阿木尔带来的两个汉子分开站到门旁,堵住周成退路。右耳缺角的书办缩在车边,手里抱着一只包袱,像是随时准备往黑里钻。
沈浪问周成:“账在哪?”
“我说了不在身上。”
“你一路不肯交,说明还在你能碰到的地方。”
周成眼角跳了一下。
阿木尔忽然笑了。
“沈公子做牙行,连人藏东西也能看出来?”
“看不出来。”沈浪道,“只是他若早把账交了,你们不会让他活到这里。”
阿木尔的笑淡下去。
沈浪拿起桌上的狼头私印。
“这个是你们的?”
阿木尔看了一眼:“是。”
“月牙刻反了。
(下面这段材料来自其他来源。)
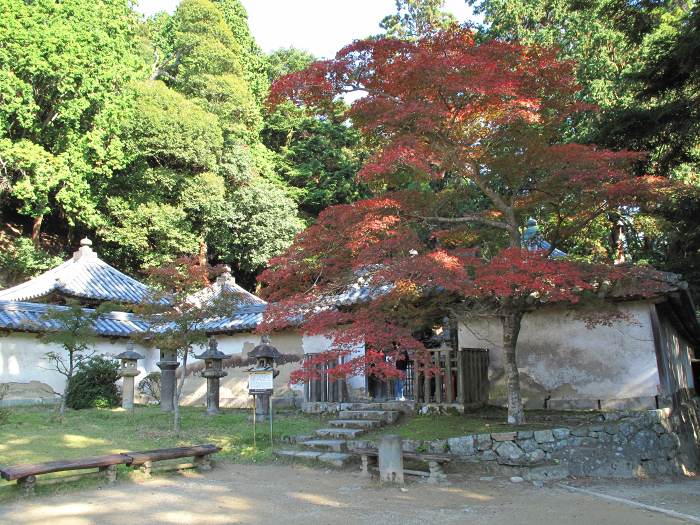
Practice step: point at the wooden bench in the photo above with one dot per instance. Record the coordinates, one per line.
(436, 462)
(200, 453)
(25, 475)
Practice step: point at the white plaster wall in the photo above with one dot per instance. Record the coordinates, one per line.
(680, 356)
(24, 367)
(559, 356)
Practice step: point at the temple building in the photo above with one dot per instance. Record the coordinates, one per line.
(646, 358)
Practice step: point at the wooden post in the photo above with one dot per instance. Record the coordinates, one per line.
(426, 388)
(27, 485)
(460, 375)
(448, 375)
(146, 468)
(438, 377)
(110, 473)
(416, 383)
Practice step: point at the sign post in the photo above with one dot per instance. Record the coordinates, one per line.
(260, 383)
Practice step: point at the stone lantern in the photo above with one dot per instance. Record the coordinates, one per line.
(128, 371)
(213, 371)
(168, 364)
(265, 356)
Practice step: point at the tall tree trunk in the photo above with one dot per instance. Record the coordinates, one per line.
(203, 253)
(511, 329)
(64, 397)
(178, 393)
(36, 230)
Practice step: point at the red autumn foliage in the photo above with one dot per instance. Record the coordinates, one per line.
(468, 142)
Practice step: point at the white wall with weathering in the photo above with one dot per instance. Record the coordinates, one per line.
(575, 366)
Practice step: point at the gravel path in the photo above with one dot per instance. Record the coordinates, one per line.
(291, 494)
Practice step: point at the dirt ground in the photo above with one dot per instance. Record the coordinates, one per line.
(291, 494)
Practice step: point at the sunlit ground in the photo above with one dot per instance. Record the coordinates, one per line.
(33, 435)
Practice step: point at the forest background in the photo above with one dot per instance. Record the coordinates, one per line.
(152, 136)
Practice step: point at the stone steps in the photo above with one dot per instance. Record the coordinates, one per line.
(336, 459)
(330, 445)
(340, 433)
(365, 424)
(387, 416)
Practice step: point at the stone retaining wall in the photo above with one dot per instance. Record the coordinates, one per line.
(621, 444)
”
门边两个北地汉子同时偏头看他。
阿木尔没有答。
“短箭的箭头也出自北仓乙库。”沈浪继续道,“你们连吓人都用大乾自己的军箭。周主簿,你真以为他们准备带你过关?”
周成看向阿木尔。
“你说北仓有人接我。”
“当然有人。”
“谁?”
阿木尔的手重新按上刀柄。
周成后退了一步。
沈浪没有给他慢慢想的时间。
“罗正醒了。”
周成像被人迎面打了一拳。
“孙不留也没死。秦福被抓,沈福被抓,侯府西库的印章和名单都在刑部。你现在唯一值钱的,不是那本账,是你能开口。”
周成嘴唇发抖:“我若回去,一样是死。”
“回去有牢饭。留下只有草席。”
“严敬之能让我死在牢里。”
“罗正已经醒了,孙不留也活着。”沈浪道,“你把副账和提前斩令的来源说清,罗正会要求三司会审。你不是无罪,但在案子审完以前,严敬之不能随便把你埋了。”
“你凭什么替罗正答应?”
“我不能替他答应。”
沈浪把刑部追捕文书拍在桌上。
“我只能把你活着带回去,让你自己求。”
周成看着文书上的朱印,又看向门外的黑林。
阿木尔在笑。
那笑不像来接一个同伴,更像屠户在等猪自己走进圈里。
罗三川在门边道:“刑部饭不好,但有热的。你若嫌牢里冷,我可以把那床旧褥子借你,按日收钱。”
阿木尔忽然拔刀。
刀没有砍沈浪,先砍向周成。
宁晚棠早有准备。她肩上不能用力,只把桌面往前一掀。茶碗和油灯一起撞过去,阿木尔偏头躲火,刀锋擦着周成胸口划过。
周成惨叫着跌到地上。
驿堂外同时响起弓弦。
一支箭射进门框,另一支直奔沈浪。沈浪侧身躲开,箭擦破袖子,钉进身后的土墙。
北边林里的人不是来接周成。
是来灭口。
阿木尔骂了一句北戎话,显然连他也不知道林外还有弓手。
沈浪一把抓住周成衣领,把人拖到翻倒的桌后。
“账!”
周成还在发愣。
“想活就给我!”
他终于扑向窄篷车。
右耳缺角的书办也在往车里钻。两个人同时抓住车板下的一只暗格,谁也不肯松手。